Just a factor is often not enough. If a study would show that cell phone usage increased the risk of a certain cancer with 40%, that might still not be interesting if it's an extremely rare cancer and they found 7 cases instead of 5.
Or it doesn't show whether various correlation factors matter, or whether this is a statistical paradox. Did you know that babies of smokers are healthier than babies of non-smokers of the same weight? This is because baby born to the smoker will have decreased weight because of the smoking, whereas if the baby of the non-smoker is underweight it will be for other reasons that are often worse.
There's heaps of these kind of paradoxes and pitfalls that need to be taken in account.
What we need in newspapers and other media is a simplified abstract of the paper and an explanation or approval of a real life statistician, with no relation to the study.
There are many other ways to accomplish what you're talking about. The biggest problem with your made-up examples is that they are just cases of "bad reporting."

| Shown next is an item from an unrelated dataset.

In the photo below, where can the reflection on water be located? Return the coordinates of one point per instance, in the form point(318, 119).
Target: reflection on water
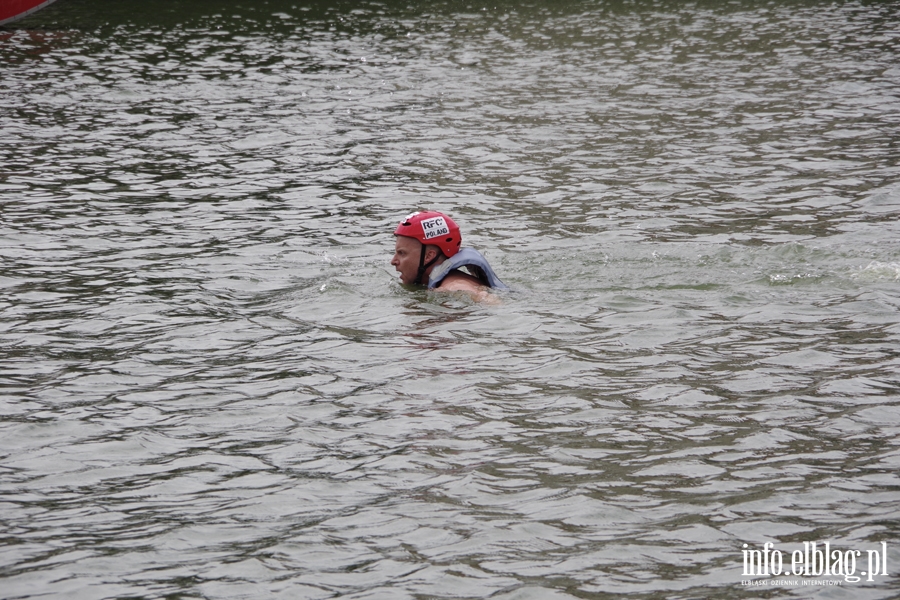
point(215, 387)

I used it extensively for the development of different trading bots and algorithms. They say you need to be a real hotshot at maths to make it in that field. Little do they know that this world will soon belong to script-kiddies and hackers! Here's one of my favorites from them, this will rearrange any complex equation and make anything you like the subject:
Ugh recipe-book statistics! This might be useful but not to programmers. No-one should be applying any of the more complex formulas on this page without a good basic grounding in the theory, which is something nearly all programmers will lack (and fair enough). The best place for programmers to start is understanding the basics of likelihood functions, maximum likelihood estimation, Bayes rule and likelihood ratio tests. Then look at e.g. the derivation of the chi-squared test statistic as an approximation to a likelihood ratio test of multinomial distributions to get a sense of where all the mysterious formulas of classical statistics come from.

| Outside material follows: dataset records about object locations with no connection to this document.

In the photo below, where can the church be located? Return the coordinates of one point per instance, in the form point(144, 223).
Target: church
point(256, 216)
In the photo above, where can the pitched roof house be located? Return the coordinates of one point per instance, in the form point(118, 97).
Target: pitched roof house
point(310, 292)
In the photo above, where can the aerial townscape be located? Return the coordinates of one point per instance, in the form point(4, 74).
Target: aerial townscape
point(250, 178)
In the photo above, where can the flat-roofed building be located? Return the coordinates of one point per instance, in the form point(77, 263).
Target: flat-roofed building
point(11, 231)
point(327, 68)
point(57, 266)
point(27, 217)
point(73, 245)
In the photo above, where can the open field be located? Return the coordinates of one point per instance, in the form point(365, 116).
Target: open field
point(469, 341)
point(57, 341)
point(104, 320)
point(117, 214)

Maybe this solidifies the fact that I'm a programmer and not a statistician, but I got lost after the 2nd hyperbole in the beginning...but I like a challenge, I may have to read it multiple times until your presentation sinks in though :)

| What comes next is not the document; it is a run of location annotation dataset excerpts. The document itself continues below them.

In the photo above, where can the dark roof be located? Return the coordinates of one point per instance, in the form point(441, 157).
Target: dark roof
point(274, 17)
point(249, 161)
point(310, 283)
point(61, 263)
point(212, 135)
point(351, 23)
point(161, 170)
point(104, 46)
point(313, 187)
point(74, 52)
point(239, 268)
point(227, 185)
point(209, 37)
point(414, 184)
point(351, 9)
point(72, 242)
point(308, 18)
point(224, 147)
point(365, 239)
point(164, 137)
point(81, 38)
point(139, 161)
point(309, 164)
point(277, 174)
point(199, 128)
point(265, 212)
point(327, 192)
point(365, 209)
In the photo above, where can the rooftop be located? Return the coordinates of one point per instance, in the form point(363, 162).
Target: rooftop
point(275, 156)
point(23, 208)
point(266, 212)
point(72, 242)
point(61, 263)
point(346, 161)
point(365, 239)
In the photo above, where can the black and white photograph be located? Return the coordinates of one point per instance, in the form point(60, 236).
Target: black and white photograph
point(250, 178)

Great blog! I wish there was a cookbook style code with eac formula. In C or even JavaScript for those of us who have forgotten a lot of math but can think in code.
The current selection on that page is somewhat limited, but I hope to grow it over time. The stuff at the beginning is pretty basic (e.g. standard deviation), but things get pretty gnarly by the time you get to the Kiefer equation. At some point I'll add some more references on how to implement things, e.g. find successive zeros of Bessel equations. For now it should be a good jumping-off point. Enjoy!